1. She’s the one who pushes Andi to go to the prom in the first place, stressing how it’s a vital, normal rite of passage not to be missed by teenagers, no matter how far outside the social margins. However, it’s hard for me to take her pitch seriously when she’s wearing this outfit in the scene.
Iona convincing Andi to go to the prom, wearing this dress.
For one, Iona wants Andi to wear her dress, which may potentially queer their friendship. It certainly evinces an openness and willingness to share, which may also suggest similar class positioning. For another, as Iona’s costumes are such a clear part of her characterization, it’s easy to read the prom dress as something campy and wonderfully disposable — something to try, rip off, throw in the hamper, and trade for some other wonderful, wacky outfit.
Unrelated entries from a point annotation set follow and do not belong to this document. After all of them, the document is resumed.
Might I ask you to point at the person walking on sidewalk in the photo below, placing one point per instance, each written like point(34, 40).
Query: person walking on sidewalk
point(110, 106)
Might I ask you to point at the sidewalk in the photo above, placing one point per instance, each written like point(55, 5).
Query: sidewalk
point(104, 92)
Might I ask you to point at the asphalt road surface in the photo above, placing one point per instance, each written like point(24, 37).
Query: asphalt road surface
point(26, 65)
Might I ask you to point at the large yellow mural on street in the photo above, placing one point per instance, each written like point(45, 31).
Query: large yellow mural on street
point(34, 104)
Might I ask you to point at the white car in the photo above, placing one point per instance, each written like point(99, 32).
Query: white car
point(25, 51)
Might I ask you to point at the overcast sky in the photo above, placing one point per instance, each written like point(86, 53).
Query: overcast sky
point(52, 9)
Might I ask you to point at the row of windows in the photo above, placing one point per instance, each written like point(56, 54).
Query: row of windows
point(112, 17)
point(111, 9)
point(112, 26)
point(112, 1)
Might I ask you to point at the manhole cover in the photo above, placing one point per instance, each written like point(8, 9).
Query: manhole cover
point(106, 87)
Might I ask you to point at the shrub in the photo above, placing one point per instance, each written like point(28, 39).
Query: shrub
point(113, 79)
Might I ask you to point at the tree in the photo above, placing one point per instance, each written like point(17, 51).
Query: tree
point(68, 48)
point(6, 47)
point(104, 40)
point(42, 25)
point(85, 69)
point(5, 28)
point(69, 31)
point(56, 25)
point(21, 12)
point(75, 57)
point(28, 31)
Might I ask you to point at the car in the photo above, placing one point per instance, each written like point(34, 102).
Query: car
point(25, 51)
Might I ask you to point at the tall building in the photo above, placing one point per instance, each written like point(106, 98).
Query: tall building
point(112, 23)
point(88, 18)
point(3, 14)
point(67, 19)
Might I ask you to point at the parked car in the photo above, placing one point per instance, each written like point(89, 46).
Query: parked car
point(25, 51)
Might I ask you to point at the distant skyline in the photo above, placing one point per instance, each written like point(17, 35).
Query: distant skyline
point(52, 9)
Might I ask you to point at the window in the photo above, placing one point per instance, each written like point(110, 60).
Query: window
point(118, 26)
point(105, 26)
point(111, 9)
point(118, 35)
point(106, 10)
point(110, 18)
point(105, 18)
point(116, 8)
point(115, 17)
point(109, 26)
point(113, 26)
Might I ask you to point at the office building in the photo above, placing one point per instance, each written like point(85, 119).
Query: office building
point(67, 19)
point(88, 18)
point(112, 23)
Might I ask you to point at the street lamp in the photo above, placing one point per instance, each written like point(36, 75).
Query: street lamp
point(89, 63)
2. Not unlike Allison, the basketcase in The Breakfast Club who popular girl Claire makes over to sporto Andy’s clear approval, Iona dresses down to land a man. A really boring guy. A (gasp!) yuppie. This seems to be an unfortunate narrative convention of many movies outside of the Hughes canon — in order to win a man (who may be intimidated by her otherwise), an unconventional woman must make herself totally unremarkable. Again, I can only hope this is merely an outfit she’s trying on. Here’s hoping that the date ended poorly and her date left her with a record stapled to his forehead. Set an example, Iona!
And with that, I bid farewell in the hopes of sparking some midnight viewings of the 1986 classic. Tomorrow, let’s discuss Watts, the masculine female ingenue in 1987′s Some Kind of Wonderful.